A Home Tenebrae Service

After returning to the Church in 1998 I found that I couldn't get enough of the beauty and rituals.  I
loved the "smells and bells" so to speak. 

One of my favorite liturgical seasons has always been Lent.  I love the austerity and penitential nature.  I'm convicted by the Stations of the Cross, the deep readings chosen for Sundays, and parish missions.

Of all of the observances of Lent, by far my favorite is the Tenebrae service.  It is far more difficult to find a Tenebrae service today but done well, it's power stays with you forever.

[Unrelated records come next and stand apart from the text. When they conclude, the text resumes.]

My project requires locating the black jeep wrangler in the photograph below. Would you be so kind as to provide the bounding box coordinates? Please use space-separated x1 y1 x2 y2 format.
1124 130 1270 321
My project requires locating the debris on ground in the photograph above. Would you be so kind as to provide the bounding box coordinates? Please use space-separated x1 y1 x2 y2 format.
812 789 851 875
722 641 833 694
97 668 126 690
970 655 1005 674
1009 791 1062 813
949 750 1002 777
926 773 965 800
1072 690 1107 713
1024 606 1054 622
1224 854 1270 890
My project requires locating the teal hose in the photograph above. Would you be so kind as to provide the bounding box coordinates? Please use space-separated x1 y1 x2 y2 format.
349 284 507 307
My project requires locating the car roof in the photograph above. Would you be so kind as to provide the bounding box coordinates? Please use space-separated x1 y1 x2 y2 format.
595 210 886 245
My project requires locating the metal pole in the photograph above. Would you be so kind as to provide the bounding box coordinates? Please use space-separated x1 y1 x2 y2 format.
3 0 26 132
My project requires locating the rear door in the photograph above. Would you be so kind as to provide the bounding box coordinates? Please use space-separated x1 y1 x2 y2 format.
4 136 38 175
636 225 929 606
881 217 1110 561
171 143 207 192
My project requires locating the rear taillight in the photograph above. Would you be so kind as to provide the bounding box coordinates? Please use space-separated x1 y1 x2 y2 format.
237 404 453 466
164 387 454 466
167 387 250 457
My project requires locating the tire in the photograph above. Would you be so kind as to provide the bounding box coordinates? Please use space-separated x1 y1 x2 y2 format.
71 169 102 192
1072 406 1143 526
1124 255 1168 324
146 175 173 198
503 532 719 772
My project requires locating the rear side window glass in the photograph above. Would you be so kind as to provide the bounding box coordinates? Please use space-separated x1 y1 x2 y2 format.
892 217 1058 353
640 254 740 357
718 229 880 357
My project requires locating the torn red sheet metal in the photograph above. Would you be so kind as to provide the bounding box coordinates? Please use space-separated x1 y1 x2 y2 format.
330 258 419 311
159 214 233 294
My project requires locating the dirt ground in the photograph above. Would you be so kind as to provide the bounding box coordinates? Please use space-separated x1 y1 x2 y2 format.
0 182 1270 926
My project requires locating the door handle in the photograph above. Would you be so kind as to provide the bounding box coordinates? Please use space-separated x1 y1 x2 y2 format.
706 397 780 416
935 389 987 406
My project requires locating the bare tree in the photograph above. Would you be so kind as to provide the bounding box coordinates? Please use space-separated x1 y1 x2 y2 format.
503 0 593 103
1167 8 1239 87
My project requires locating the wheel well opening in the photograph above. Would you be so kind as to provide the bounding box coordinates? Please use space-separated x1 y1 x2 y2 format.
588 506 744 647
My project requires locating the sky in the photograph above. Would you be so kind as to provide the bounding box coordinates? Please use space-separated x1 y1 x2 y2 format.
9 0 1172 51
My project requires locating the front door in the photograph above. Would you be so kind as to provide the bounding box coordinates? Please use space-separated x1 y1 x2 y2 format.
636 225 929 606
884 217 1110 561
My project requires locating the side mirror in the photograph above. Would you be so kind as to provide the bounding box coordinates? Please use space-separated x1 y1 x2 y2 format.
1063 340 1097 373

Imagine if you will the evening of Good Friday.  You have been fasting and abstaining.  Perhaps you attended the Stations of the Cross or the Good Friday Liturgy, kissing the Cross and receiving Our Lord in the Blessed Sacrament at 3PM.  You return to the Church in the evening and see that the Church remains bare.  The statues are covered, hiding and mourning.  The altar is stripped as Jesus was.  The Church, in the waning hours of sunlight is growing darker, no lights are on and the Church reminds you more of a tomb than a womb.

Upon the altar stands a candelabra (a hearse) holding 15 candles in the shape of a pyramid.  This is the only day it is used.  The glow of the candles illuminates the sanctuary and the cold altar supporting it.  As you sit in the silence of the ever-growing darkness the form of a fellow parishioner rises and proceeds to the Ambo.  From there he or she reads from Sacred Scripture.  When finished, the parishioner walks to the hearse, extinguishes a single candle and returns to the pew.  A moment of silence follows until another parishioner repeats this process.  The church grows darker and darker.

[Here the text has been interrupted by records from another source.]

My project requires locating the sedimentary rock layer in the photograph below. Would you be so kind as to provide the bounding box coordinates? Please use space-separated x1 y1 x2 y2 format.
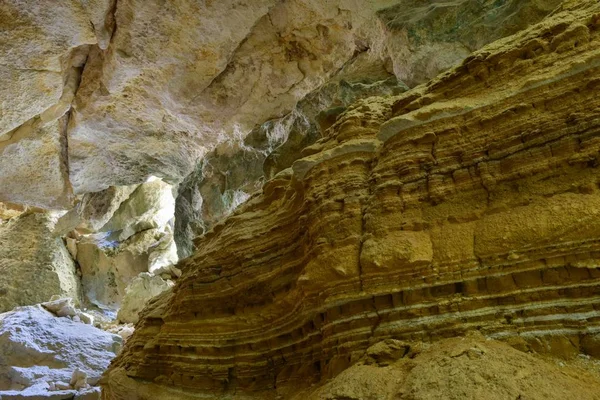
104 0 600 399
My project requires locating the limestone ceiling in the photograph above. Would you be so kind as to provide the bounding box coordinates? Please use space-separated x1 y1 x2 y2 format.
0 0 559 209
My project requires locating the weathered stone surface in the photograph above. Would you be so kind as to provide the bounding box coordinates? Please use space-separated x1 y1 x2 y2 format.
64 0 558 194
100 179 175 241
377 0 562 87
104 0 600 399
0 305 122 399
0 120 72 209
300 337 600 400
0 0 96 136
72 179 178 312
0 0 96 209
175 61 407 258
117 273 173 324
0 213 79 312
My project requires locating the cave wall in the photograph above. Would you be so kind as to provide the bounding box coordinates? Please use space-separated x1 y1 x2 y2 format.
104 0 600 399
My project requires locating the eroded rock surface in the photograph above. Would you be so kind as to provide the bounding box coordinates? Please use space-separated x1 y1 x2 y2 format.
0 212 80 312
0 305 122 399
104 0 600 399
0 0 558 209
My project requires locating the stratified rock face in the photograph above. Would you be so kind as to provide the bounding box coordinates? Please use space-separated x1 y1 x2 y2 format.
377 0 562 87
175 61 407 258
0 0 559 209
0 213 80 312
0 305 122 399
104 0 600 399
76 179 178 312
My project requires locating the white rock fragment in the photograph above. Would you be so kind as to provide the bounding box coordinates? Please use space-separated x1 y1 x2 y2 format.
54 381 71 390
42 297 77 317
73 387 101 400
117 272 175 323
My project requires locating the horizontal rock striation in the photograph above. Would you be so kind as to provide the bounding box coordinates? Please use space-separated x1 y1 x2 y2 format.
104 0 600 399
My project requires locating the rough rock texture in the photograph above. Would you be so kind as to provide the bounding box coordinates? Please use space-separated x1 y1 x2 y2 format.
104 0 600 399
0 0 558 205
0 305 122 399
377 0 562 87
292 336 600 400
70 179 178 312
0 0 96 209
117 273 173 324
175 61 407 258
0 213 80 312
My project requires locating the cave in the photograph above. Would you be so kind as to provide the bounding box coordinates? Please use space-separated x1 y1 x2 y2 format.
0 0 600 400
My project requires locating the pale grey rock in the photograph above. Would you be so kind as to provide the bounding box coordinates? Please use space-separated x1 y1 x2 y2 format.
0 213 79 311
117 273 174 324
69 368 90 390
0 305 122 399
80 0 117 50
0 0 96 138
0 120 72 209
69 0 275 193
101 179 175 241
56 185 138 234
73 387 101 400
41 297 77 317
77 237 150 312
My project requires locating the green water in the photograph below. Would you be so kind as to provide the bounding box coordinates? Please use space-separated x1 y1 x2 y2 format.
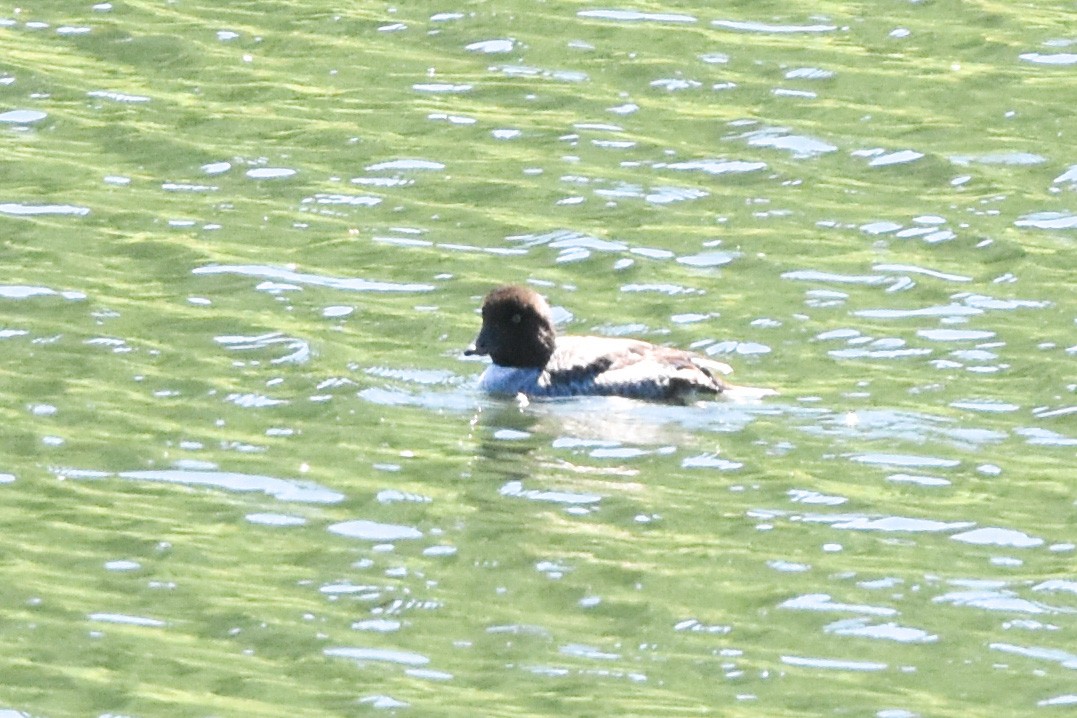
0 0 1077 718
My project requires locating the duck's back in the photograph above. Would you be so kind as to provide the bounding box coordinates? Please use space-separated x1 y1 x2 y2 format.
536 336 728 400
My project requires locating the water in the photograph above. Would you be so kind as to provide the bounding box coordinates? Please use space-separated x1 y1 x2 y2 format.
0 2 1077 718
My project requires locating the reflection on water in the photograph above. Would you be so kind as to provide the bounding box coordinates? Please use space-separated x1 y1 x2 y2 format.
0 0 1077 718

Finally, the parish priest, who's outline you recognize, approaches the Ambo.  He reads the final reading.  He removes the last candle from the top of the hearse and carries it out of the sanctuary. 

The church is now in total darkness and silence.  Your eyes have grown accustomed to the darkness and you see the outline of the hearse on the altar, you can hear fellow parishioners around you breathing softly.  Suddenly, three loud, powerful knocks fill the Church as though the very walls are coming down and the hairs on your head and arms stand on end.  You see the shadow of the priest return to the altar, returning the last candle to it's position, unlit.  All depart in silence, it is finished.

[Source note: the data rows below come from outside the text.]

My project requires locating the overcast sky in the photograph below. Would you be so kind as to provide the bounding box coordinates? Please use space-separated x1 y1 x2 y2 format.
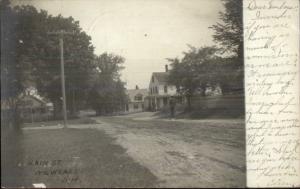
14 0 223 89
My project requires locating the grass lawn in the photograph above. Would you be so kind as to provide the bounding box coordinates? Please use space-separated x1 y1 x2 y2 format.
1 129 157 188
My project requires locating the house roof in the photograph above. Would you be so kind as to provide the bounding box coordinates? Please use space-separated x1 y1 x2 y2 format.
126 89 148 102
152 72 169 84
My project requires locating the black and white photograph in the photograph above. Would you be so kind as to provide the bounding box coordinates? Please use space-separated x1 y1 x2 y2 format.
1 0 246 188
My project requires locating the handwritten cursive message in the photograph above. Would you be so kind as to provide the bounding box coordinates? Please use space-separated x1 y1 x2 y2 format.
243 0 300 187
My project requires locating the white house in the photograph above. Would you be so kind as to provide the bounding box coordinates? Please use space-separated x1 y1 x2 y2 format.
125 86 148 113
145 65 182 111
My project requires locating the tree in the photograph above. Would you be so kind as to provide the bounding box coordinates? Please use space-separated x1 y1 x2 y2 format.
210 0 243 59
168 46 217 109
1 0 31 130
89 53 127 115
8 6 94 117
210 0 244 93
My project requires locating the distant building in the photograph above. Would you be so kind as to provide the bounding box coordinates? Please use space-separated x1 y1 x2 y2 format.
1 87 53 122
145 65 182 111
125 86 148 113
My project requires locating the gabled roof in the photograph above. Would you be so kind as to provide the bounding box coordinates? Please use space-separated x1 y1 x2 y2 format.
126 89 148 102
152 72 169 84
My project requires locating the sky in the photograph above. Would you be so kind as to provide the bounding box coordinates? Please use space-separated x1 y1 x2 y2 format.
13 0 223 89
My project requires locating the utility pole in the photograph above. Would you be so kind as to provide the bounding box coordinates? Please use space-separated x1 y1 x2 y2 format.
48 30 73 128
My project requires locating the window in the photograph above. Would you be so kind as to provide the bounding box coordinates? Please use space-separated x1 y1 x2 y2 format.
164 85 168 93
134 94 143 101
163 97 168 106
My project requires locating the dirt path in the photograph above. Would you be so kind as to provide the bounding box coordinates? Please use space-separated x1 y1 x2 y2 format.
95 113 245 187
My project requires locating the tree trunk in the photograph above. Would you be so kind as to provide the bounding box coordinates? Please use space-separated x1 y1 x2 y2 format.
186 95 192 111
53 101 60 119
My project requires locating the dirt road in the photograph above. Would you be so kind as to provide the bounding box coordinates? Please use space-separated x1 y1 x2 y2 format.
94 113 246 187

Our Home Tenebrae Service "altar".
It truly is a moving and powerful service and I have often been brought to tears by it.  It's a great final meditation on the Passion of Christ and funeral service of sorts.

Unfortunately, it's presentation and observance has fallen into disuse.  So, wanting to give my family some sense of the impressive nature of the service, I designed a similar Tenebrae service for use in the home.  It consists of 7 candles instead of 15 and uses readings focused on the Last Supper, Crucifixion, and Death of Jesus.